Production of Monoclonal Antibodies to Surface Regions that are Non-Immunogenic in a Protein Using Free Synthetic Peptide as Immunogens: Demonstration with Sperm-Whale Myoglobin

Abstract
Two synthetic peptides corresponding to surface regions of sperm whale myoglobin that are not antigenic in the native molecule were used in their free form (i.e. not coupled to a carrier) to immunize separate groups of Balb/cByJ mice. The synthetic peptides corresponded to regions 1–6 and 121–127. Serum samples obtained from each group of mice contained antibodies that bound specifically to myoglobin and exclusively to the immunizing peptide. Monoclonal antibodies to each of the two surface regions were subsequently obtained by hybridizing Fa/0 mouse myeloma cells with spleen cells derived from each group of mice.
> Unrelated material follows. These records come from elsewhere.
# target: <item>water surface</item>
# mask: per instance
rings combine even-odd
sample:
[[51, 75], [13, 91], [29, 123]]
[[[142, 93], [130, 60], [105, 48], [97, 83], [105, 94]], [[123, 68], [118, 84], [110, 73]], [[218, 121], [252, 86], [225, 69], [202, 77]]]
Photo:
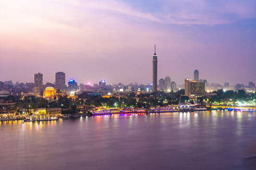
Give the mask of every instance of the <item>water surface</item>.
[[256, 113], [0, 122], [1, 169], [254, 169]]

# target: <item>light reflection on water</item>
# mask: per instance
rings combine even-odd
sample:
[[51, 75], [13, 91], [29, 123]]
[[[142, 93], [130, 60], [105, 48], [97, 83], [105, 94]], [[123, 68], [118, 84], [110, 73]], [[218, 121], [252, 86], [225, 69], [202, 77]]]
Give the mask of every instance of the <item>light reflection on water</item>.
[[114, 114], [0, 121], [3, 169], [253, 169], [255, 112]]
These monoclonal antibodies were IgM (k). They expressed the same isotype as the antigen specific serum antibodies produced by the mice whose spleen cells were used for hybridization. Solid phase radioimmunoassay studies also indicated that each monoclonal antibody, like the immune serum of the parent animals, bound specifically to myoglobin and exclusively to the synthetic peptide used as an immunogen. These results suggested that the hybridoma antibodies expressed submolecular binding specificities that were the result of peptide immunization rather than hybrid selection and that monoclonal antibodies with preselected submolecular binding specificities to non-antigenic surface regions in a protein molecule can be produced by the techniques of somatic cell hybridization when the corresponding free synthetic peptides are used as immunogens.